Design of solid circular shaft under torsion: A solid shaft transmits torque T. If the maximum shear stress must not exceed f_z, what diameter d is required?

Introduction / Context:
Power shafts are sized by limiting shear stress under torque. For solid circular shafts, the elastic torsion formula relates torque to maximum shear stress via the polar section modulus.

Given Data / Assumptions:

• Solid circular shaft of diameter d.
• Applied torque T (steady).
• Allowable maximum shear stress f_z (τ_allow).
• Elastic torsion; no stress concentration considered.

Concept / Approach:
For a solid circular shaft, τ_max = 16 T / (π d^3). This comes from T / J = τ / r with J = π d^4 / 32 and r = d/2, giving τ_max = 16 T / (π d^3). Solving for d yields the required diameter.

Step-by-Step Solution:
Start with τ_max = 16 T / (π d^3).Set τ_max = f_z (allowable): f_z = 16 T / (π d^3).Rearrange: d^3 = 16 T / (π f_z).Therefore, d = (16 T / (π f_z))^(1/3).

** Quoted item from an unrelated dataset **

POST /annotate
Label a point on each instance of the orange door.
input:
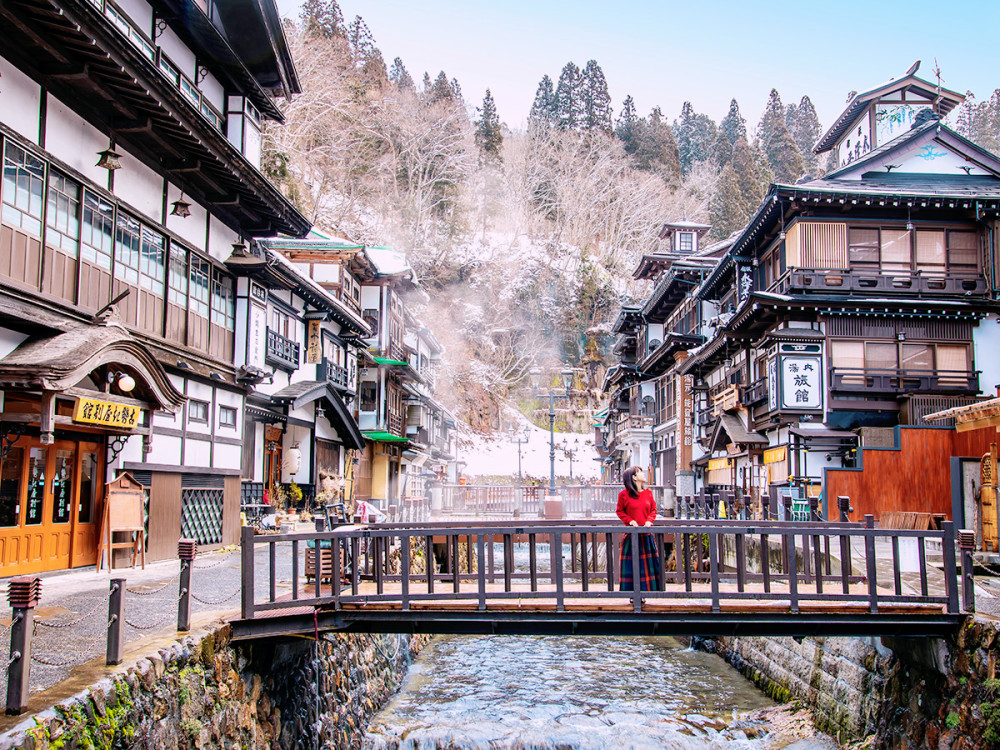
(41, 508)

Verification / Alternative check:
Dimensional check: T has units of force*length; dividing by stress (force/area) gives length^3, consistent with d^3.

Why Other Options Are Wrong:
Square-root forms are for thin tubes or unrelated cases.Algebraic rearrangements with π misplaced do not satisfy τ_max relation.

Common Pitfalls:
Using hollow-shaft formulas or forgetting the 16/π factor for the solid section.

Final Answer:
d = (16 T / (π f_z))^(1/3).